Mr BURNS (Macnamara) (16:39):
I’ll begin my remarks by talking about my grandfather, who was in Israel at its early inception in 1948 and then lived on a kibbutz with my grandmother in the 1950s. They were one of the first generations of people who were trying to turn a barren desert into a country. My grandfather was an extremely good man and he was a kind man, and he told me a story about his time in the 1950s in Israel. It was a story of an unfortunate conflict that happened between him and his Arab neighbours, and he was shattered by it. He didn’t want to raise my father in an area where there was going to be this ongoing conflict between the Israelis and the Palestinians, and he said he made the hardest decision of his life: to leave Israel and to find a new place to live. And, even though he lived his life in Australia—and he was a proud Labor man and he was really proud that I was, at the time, working for the Labor Party—he was always sad that he couldn’t make his life in Israel. It was a huge part of who he was. He’d just watched the Holocaust happen in World War II, and he was shattered by the state of the Jewish world. It is just one example of one family that is deeply connected to its own identity.

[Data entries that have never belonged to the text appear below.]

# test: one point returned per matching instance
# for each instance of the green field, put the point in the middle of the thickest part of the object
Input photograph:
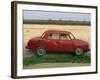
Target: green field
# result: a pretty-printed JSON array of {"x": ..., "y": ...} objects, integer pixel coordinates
[{"x": 54, "y": 57}]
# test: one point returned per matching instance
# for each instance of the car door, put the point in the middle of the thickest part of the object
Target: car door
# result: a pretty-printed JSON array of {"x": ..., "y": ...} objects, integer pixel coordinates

To understand the Middle East is to understand individuals; it’s to understand their spirituality; it’s to understand their connection to a land that literally formed the three Abrahamic faiths that have dominated our civilisation for the last 2,000 years. To understand the Middle East and to talk about the Middle East, you have to do it delicately and respectfully, and you have to do it, I believe, in a way that aims to seek peace and aims to seek a cooperation and a future where people come together. And it is my dream to see peace between the Israelis and the Palestinians. There are very few things I want to see more in my lifetime—other than to see my daughter grow up to be happy and healthy—than peace between the Israelis and the Palestinians. It is one of the great bits of unfinished business of our species, of humankind.
I regularly meet with Palestinian advocates here in Australia, and I will continue to do so. We don’t always agree on everything, but we have honest conversations, and I value them and the fact that they stand up, and we hope to see a better future.

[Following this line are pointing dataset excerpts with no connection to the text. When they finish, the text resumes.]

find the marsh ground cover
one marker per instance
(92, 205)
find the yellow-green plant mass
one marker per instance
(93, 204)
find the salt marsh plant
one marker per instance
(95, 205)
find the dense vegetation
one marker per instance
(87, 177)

On the topic of Jerusalem: it is a deeply contentious issue. The former government started a process before a by-election, and didn’t end up moving an embassy, and promised to recognise West Jerusalem. It doesn’t actually encapsulate the old city of Jerusalem—the famous old city where you’ve got the Armenian, the Islamic, the Jewish, and the Christian quarters and the part of Israel that is so deeply rooted in the holiness of all of the different faiths; that’s actually in East Jerusalem. And if you were to ask an Israeli whether that’s part of Israel or not, it would be inconceivable for an Israeli to say that that’s not a part of their capital.
I recognise the fact that those opposite are coming at us for reversing their decision. But, actually, the policy that they proposed was not welcomed in Israel. It was a deeply contentious one that removed a deeply spiritual part of Israeli identity. And I don’t say that to be holier than thou at this point in time—on the contrary: I think we need to be humble when talking about these issues. I say it to say that the Middle East is complex and, when coming to these debates, we must tread carefully and lightly, for our role, as Australians, in this region is to play a constructive role in order to achieve peace. That is our role. And to promise matters that you don’t deliver on, four days before a by-election, is not the way—nor was it, to be honest, to deliver a policy on Simhath Torah. That was a mistake, I believe, that we needed to own, and we did own, and I apologise again to the people in my electorate.
It’s hard to explain how people in Macnamara would be feeling, but I’ll try to, just very briefly. For those people, to understand Jerusalem as the capital is as simple as us understanding Canberra as the capital of our country, and it would be like someone telling us that Surfers Paradise was the capital instead of Canberra—something that doesn’t really make sense. I know that this is a final status issue, and I don’t say this to demean the positions of those on the other side of this contentious debate; I’m just trying to give a perspective on what people are experiencing in my electorate and how difficult this would be for them to digest.
So I come to this debate and say that I hope we have better days ahead. I hope deeply that we find, in my lifetime, a resolution to this long and protracted conflict and we see peace between the Israelis and the Palestinians.